Remember, market ups and downs are the price we pay for the long-term outperformance of equities over cash. Keeping that long-term view at the front of your mind should help you look at short-term fluctuations as nothing more than mere blips on a much longer journey.
Invest, just not emotionally
Another reason a loss can hit us hard is if we have grown attached to a certain investment. Losing money on a coin toss might sting but when we’ve put time and effort into choosing a certain fund or share and it drops it can feel a lot more personal. Be careful not to fall into the Ikea-bias trap here - just because you made a coffee table or chose it does not make it any better or more valuable than the next one.

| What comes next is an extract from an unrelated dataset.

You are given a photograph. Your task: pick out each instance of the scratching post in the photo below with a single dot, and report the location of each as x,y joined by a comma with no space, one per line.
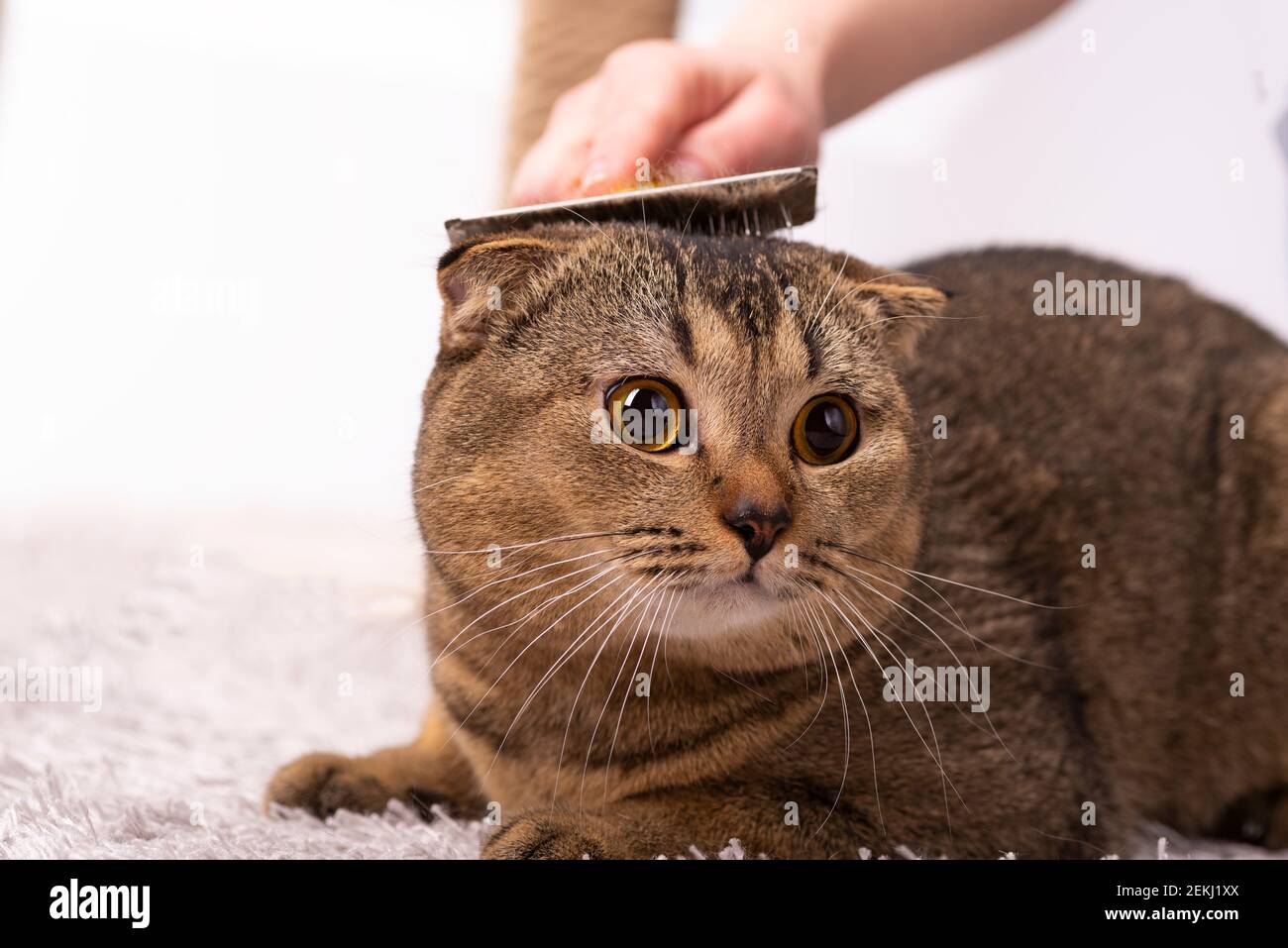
562,43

Our investments are a lot more important than wine tasting but if we can spot our natural reactions to winning and losing in other areas of our lives, we can begin to recognise them and confront them when our portfolios move.
In my case, I really had lost nothing in the grand scheme of things, and for investors that’s normally the case too. If you have a good mix of funds in your portfolio, that downward-pointing line graph will often be a short-term thing. The best days in the market regularly follow the worst and it’s about being ready for both without reacting rashly either way.
Adequately diversifying your portfolio with a range of assets is a basic principle of long-term investing. If the environment changes, it’ll be too late to start chopping and changing so get it sorted beforehand to make sure some cylinders are firing at all times.
The value of investments and the income from them can go down as well as up, so you may get back less than you invest. This information is not a personal recommendation for any particular investment. If you are unsure about the suitability of an investment you should speak to an authorised financial adviser.